‘Hrant Dink’s friends’ demand answers from Turkish president
Wednesday, September 1, 2010
ISTANBUL - Hürriyet Daily News
Turkish President Abdullah Gül must give an account of how failure to follow "necessary precautions" resulted in the murder of journalist Hrant Dink, a civil society group said Wednesday.
Speaking at a press conference in Taksim, "Hrant Dink's Friends" issued a statement, saying there were employing their legal right to obtain information and addressed questions to the president, prime minister and the justice, interior and foreign ministers.
Under the law, the state must respond to the questions within 15 business days. After this period, the group will hold a second press conference to evaluate the answers.
Speaking Aug. 16, Gül said, "Unfortunately, Hrant Dink lost his life because the necessary precautions were not taken."
Dink, a Turkish journalist of Armenian origin, was assassinated in Istanbul on Jan. 19, 2007.
In response, the group has demanded to know which precautions were in place, who failed to take them and what was done on the issue in the wake of the murder.

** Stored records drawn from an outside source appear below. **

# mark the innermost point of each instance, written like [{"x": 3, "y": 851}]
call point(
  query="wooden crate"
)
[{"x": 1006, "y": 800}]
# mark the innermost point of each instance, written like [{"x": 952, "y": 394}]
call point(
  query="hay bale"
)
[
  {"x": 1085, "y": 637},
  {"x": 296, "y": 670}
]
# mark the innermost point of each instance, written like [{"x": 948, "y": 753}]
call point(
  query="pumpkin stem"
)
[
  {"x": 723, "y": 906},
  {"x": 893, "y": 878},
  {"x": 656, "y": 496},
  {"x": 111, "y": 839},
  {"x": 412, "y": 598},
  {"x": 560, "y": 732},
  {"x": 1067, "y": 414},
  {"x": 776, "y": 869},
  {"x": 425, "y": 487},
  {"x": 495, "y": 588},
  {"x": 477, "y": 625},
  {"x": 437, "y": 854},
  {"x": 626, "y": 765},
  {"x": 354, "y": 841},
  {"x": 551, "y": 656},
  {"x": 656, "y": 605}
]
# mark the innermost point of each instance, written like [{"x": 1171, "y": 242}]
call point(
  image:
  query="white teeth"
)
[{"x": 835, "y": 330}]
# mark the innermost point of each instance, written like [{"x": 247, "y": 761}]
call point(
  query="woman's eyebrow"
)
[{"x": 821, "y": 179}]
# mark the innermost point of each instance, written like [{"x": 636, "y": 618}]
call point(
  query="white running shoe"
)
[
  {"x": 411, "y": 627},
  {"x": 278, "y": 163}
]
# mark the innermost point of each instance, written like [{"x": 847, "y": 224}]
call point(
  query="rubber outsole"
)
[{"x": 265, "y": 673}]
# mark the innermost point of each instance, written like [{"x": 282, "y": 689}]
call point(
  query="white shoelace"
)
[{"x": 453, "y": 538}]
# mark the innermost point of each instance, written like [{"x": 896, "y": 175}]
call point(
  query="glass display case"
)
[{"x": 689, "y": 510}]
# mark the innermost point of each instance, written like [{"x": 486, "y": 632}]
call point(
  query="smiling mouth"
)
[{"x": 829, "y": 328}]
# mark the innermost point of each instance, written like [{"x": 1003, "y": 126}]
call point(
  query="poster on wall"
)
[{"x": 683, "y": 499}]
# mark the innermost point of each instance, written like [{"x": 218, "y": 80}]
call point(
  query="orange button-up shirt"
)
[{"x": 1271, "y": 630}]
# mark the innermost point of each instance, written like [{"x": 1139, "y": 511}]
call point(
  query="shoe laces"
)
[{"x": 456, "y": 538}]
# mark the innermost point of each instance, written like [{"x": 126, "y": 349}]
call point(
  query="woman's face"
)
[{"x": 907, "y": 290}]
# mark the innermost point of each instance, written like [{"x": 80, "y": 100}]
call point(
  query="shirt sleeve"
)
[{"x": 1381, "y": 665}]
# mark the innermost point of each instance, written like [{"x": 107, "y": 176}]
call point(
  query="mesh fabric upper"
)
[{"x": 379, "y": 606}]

The president has also said in the past that legal investigations had found any civil servant guilty of negligence in the murder.
Gül was also asked why he did not call on the State Supervision Board, or DDK, to investigate the matter, as he immediately did for the recent Public Personnel Selection Examination, or KPSS, scandal and the March 2009 helicopter crash that killed politician Muhsin Yazıcıoğlu.
Prime Minister Recep Tayyip Erdoğan, meanwhile, was asked why the National Intelligence Organization, or MİT, was not involved in the legal investigations following Dink's murder and whether it was normal that MİT had received no intelligence on the planned assassination ahead of time.
In the event that it did have foreknowledge, the group demanded to know what intelligence was received and what legal procedures had been initiated with regards to MİT employees.
Justice Minister Sadullah Ergin was asked why no action had been taken against people and groups who openly threatened Dink before the murder since open threats and discrimination on the basis of ethnicity and religion are an offense that does not require the target's legal complaint for investigation.
The court decision and the Supreme Board of Judges and Prosecutors, or HSYK, prevention of any investigation of police officers suspected of involvement were also questioned.
In a sarcastic vein, the group demanded to know whether Interior Minister Beşir Atalay had launched an investigation into his own ministry's investigators since it was allegedly obvious that they had framed the civil servants after declaring them innocent of any claims of neglect.
Foreign Minister Ahmet Davutoğlu, meanwhile, was asked who prepared the European Court of Human Rights defense for the state in which Dink was compared to a neo-Nazi, who approved the defense and whether any legal proceedings had been launched against these parties.